Computational study and experimental comparison of the in-flight particle behavior for an external injection plasma spray process

A three-dimensional computational fluid dynamic (CFD) analysis using Fluent V5.4 was conducted on the in-flight particle behavior during the plasma spraying process with external injection. The spray process was modeled as a steady jet issuing from the torch nozzle via the heating of the are gas by an electric are within the nozzle. The stochastic discrete model was used for the particle distribution. The particle temperature, velocity, and size inside the plasma plume at a specified standoff distance have been investigated. The results show that carrier gas flow rate variation from 2 standard liters per minute (slm) to 4.0 slm can increase the centerline particle mean temperature and mean velocity by 10% and 16%, respectively, at the specified standoff distance.
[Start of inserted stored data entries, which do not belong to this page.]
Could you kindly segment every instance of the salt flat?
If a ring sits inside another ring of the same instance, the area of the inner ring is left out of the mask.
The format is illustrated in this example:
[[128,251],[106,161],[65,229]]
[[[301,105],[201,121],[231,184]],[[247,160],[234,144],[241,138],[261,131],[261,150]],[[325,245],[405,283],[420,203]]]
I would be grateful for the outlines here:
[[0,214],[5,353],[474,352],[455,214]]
A further increase of the carrier gas flow rate to 6 slm did not change the particle temperature, but the particle velocity was decreased by 20%. It was also found that an increase in the total arc gas flow rate from 52 slm to 61 slm, with all other process parameters unchanged, resulted in a 17% higher particle velocity, but 6% lower particle temperature. Some of these computational findings were experimentally confirmed by Kucuk et al. For a given process parameter setting, the kinetic and thermal energy extracted by the particles reached a maximum for carrier gas flow rate of about 3.5–4.0 slm.